La Chine est le pays ayant les plus longues frontières terrestres au monde - quelque 22 000 kilomètres - partagées avec un nombre, là aussi, record de 14 voisins. Rien de surprenant donc, que Pékin soit régulièrement inquiété par des soubresauts à ses portes, hier en Birmanie ou en Corée du Nord et aujourd'hui du côté de l'Asie centrale. Le ministère chinois des Affaires étrangères a affirmé hier qu'il suivait « avec la plus extrême vigilance » les événements du Kirghizstan. Selon l'agence Chine nouvelle, plus de 200 ressortissants chinois ont déjà été rapatriés par avion vers le Xinjiang. Quelque 600 Chinois, sur un total de 7 000 vivant dans la région de Och, auraient demandé à être évacués.
Impératifs énergétiques
Très prudents sur le sujet, les dirigeants chinois ne peuvent rester indifférents à ces nouvelles convulsions. Il y a d'évidents soucis de sécurité. On estime que 250 000 personnes d'ethnie ouighour vivent au Kirghizstan. Or, les sanglantes émeutes de juillet dernier à Urumqi, la capitale du Xinjiang à forte minorité musulmane turcophone, ont encore exacerbé les craintes d'une déstabilisation de la région. Des commentateurs chinois s'inquiètent que l'activisme islamiste ne se répande depuis la vallée de Fergana, via un Kirghizstan livré au chaos offrant un sanctuaire pour des « terroristes ».
Plus largement, la Chine s'est lancée dans un nouveau « Grand Jeu » en Asie centrale, dont les règles sont largement dictées par les impératifs d'approvisionnements énergétiques. Très symboliquement, samedi, alors que la violence embrasait le sud du Kirghizstan, le président Hu Jintao était au Kazakhstan, pour signer avec son homologue, Noursoultan Nazarbaïev, des accords portant sur la construction d'un gazoduc et la collaboration en matière nucléaire. Trois jours auparavant, le président chinois avait paraphé d'autres accords sur l'achat d'uranium et de gaz naturel, cette fois-ci avec l'Ouzbékistan. Et à la fin de l'année dernière, Pékin avait inauguré de manière spectaculaire un gazoduc de 1 800 kilomètres, partant cette fois-ci du Turkménistan pour aboutir dans le nord-ouest chinois.

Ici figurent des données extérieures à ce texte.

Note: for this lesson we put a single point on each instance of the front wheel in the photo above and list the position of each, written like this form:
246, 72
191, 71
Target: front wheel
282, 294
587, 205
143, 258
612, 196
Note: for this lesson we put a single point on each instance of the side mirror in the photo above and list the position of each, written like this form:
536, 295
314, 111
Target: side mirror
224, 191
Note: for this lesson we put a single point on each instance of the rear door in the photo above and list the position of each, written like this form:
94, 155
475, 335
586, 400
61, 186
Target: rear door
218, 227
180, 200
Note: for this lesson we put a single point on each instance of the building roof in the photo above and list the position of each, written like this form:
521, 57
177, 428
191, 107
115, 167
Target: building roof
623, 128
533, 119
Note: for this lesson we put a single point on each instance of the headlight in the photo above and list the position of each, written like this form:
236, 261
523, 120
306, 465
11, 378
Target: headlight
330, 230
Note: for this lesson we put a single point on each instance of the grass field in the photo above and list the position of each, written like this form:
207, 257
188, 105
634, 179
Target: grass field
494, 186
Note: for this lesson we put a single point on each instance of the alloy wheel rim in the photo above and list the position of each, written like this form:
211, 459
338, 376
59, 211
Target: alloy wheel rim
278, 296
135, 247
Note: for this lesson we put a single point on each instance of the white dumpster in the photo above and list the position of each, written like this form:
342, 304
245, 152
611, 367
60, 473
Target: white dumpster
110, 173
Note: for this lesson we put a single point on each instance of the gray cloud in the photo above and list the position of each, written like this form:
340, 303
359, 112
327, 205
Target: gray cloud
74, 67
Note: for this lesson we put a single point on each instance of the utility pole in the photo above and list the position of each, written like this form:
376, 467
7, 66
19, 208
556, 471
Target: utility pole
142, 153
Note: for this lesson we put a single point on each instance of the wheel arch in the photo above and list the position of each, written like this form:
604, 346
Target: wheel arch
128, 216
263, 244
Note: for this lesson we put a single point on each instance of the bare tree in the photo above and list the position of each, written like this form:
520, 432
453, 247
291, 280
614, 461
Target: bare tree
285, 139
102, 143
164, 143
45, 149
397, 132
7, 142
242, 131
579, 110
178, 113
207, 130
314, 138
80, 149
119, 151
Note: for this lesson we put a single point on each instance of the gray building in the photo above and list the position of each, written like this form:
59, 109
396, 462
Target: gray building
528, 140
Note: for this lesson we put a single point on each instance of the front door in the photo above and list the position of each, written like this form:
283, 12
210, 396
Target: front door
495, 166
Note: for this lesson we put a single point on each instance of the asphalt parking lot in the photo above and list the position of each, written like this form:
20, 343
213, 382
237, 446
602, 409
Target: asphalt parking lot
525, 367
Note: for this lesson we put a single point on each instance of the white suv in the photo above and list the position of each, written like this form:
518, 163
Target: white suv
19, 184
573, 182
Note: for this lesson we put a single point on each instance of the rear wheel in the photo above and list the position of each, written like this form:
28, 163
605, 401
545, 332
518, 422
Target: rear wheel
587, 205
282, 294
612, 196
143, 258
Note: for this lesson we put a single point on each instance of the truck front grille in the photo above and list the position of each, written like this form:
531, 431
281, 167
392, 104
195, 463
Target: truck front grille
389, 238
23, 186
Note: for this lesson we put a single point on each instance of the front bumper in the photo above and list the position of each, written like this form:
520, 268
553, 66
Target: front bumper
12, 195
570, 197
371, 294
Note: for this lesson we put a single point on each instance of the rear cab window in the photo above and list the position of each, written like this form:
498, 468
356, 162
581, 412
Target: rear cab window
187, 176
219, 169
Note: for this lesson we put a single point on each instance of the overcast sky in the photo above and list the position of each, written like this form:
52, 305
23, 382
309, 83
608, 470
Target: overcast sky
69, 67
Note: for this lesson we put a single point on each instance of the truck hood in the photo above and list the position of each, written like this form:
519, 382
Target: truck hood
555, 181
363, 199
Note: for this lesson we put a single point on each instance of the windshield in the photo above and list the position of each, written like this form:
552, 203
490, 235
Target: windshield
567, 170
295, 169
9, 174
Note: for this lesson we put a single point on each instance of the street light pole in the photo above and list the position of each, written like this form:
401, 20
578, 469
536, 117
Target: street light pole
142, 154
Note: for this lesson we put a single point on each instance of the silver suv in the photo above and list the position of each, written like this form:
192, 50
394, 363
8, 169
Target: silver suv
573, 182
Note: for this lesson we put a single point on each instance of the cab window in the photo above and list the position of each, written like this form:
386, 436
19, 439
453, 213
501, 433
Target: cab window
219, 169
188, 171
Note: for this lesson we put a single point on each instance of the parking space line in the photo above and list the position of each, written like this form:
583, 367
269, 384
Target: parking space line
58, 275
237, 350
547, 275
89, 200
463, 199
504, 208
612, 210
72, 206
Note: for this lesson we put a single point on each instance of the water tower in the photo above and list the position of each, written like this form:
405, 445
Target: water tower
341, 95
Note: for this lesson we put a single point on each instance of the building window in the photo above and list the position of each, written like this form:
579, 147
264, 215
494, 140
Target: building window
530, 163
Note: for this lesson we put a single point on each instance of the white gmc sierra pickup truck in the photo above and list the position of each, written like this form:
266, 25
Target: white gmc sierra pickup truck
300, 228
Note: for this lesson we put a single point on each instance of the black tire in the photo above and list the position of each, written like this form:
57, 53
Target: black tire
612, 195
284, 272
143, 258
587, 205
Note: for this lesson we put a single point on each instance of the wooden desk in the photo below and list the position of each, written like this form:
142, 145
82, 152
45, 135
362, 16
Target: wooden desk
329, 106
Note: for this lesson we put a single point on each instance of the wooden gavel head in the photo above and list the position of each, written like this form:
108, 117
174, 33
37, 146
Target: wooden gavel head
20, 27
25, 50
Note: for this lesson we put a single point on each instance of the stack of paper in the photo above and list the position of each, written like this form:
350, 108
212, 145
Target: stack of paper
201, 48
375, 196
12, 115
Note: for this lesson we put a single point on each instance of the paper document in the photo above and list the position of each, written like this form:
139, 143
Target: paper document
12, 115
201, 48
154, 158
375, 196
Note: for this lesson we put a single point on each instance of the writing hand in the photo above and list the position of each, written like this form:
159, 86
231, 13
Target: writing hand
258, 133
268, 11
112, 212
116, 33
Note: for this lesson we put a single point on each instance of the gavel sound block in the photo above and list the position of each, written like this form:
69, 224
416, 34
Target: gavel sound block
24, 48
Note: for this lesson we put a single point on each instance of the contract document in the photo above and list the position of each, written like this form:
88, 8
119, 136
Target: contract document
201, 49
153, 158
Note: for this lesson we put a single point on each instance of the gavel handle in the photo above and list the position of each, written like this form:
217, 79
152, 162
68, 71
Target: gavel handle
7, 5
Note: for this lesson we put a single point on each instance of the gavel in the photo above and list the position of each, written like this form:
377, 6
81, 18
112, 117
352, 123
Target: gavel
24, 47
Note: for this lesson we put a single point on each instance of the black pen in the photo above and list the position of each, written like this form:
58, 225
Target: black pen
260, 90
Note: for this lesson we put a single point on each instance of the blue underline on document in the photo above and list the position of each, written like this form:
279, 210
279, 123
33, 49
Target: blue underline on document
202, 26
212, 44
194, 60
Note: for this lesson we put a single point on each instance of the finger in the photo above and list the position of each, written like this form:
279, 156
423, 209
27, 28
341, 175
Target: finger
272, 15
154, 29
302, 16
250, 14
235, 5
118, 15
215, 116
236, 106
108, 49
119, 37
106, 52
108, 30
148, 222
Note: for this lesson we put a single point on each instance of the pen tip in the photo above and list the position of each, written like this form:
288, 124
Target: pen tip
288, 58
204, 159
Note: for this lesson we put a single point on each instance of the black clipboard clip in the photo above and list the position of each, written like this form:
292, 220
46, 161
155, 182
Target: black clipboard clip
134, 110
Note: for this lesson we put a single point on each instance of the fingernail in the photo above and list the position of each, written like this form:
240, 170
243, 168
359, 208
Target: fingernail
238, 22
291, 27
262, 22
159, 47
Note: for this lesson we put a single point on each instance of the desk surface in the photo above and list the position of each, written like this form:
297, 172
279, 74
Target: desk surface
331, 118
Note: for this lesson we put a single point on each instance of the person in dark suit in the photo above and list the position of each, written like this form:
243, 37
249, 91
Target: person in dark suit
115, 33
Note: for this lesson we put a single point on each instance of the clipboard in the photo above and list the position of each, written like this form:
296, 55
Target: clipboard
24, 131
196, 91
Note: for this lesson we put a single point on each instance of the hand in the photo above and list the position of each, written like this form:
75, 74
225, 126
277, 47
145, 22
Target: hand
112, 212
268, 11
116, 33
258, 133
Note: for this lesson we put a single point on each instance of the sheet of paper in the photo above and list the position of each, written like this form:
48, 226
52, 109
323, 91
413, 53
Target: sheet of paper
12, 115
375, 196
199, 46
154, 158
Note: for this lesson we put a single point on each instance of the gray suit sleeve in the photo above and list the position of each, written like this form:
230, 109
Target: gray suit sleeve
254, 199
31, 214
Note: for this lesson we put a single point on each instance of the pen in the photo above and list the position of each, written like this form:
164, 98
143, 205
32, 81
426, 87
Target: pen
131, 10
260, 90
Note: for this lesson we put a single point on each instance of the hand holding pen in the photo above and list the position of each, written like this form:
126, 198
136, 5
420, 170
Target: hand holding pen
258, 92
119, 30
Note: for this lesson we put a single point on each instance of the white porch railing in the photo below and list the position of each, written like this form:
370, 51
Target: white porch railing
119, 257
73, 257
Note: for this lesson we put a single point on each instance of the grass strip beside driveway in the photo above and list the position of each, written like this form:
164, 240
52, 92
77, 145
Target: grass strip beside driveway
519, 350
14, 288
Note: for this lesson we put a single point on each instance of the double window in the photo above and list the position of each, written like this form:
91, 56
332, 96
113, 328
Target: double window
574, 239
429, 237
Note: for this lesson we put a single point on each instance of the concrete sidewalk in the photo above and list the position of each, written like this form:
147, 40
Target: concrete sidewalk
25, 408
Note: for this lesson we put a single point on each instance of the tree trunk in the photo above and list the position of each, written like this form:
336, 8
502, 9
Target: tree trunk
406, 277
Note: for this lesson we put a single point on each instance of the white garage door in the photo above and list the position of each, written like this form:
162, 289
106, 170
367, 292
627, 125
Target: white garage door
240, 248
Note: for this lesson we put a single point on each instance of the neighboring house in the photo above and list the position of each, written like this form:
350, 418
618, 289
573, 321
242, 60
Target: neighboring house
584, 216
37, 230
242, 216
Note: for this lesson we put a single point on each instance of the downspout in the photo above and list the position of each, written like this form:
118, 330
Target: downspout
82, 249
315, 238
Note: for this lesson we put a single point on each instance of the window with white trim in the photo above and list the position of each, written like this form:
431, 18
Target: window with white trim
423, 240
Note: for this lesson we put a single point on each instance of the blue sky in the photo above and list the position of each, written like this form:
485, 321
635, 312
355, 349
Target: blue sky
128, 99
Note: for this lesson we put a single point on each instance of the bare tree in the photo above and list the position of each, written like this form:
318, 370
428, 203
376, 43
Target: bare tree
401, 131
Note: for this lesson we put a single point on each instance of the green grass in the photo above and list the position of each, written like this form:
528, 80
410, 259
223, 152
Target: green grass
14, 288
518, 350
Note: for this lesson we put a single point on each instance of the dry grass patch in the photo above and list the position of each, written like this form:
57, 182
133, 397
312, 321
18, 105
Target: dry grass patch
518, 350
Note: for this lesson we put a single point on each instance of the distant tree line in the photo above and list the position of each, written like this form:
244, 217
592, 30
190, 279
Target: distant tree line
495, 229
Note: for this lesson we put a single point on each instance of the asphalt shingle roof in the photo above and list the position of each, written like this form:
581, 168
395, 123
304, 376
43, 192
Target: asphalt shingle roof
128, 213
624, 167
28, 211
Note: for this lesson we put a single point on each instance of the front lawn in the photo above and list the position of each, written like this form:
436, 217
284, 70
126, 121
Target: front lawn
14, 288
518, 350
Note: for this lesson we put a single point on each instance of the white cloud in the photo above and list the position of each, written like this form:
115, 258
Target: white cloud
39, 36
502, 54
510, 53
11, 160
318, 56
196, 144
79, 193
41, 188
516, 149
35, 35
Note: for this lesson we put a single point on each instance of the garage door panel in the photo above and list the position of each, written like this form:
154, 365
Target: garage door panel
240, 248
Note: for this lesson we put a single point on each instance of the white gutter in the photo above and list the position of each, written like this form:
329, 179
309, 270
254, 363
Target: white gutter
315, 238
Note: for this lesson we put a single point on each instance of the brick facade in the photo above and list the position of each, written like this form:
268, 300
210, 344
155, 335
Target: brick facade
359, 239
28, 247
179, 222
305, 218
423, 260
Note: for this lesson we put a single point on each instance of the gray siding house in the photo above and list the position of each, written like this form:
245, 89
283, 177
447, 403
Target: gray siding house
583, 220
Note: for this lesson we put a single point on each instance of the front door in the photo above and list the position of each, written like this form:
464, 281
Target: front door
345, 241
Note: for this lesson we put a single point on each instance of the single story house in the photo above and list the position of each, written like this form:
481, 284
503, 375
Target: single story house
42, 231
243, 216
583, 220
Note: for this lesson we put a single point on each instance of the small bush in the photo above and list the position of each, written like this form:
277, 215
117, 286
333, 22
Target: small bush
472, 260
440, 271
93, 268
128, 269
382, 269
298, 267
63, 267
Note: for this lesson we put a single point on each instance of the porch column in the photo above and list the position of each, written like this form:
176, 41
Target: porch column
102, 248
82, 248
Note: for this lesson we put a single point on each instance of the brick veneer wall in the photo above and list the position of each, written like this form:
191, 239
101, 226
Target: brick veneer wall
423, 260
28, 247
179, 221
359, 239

Dans tous ces pays, la Chine développe des projets d'infrastructures, permettant à ses produits d'inonder les marchés locaux. Le commerce avec les cinq républiques d'Asie centrale a explosé, avec un volume de l'ordre de 30 milliards de dollars en 2008. En brisant des situations de monopole établies par la Russie, cette présence chinoise grandissante en Asie centrale est évidemment vue comme un nouveau défi par Moscou.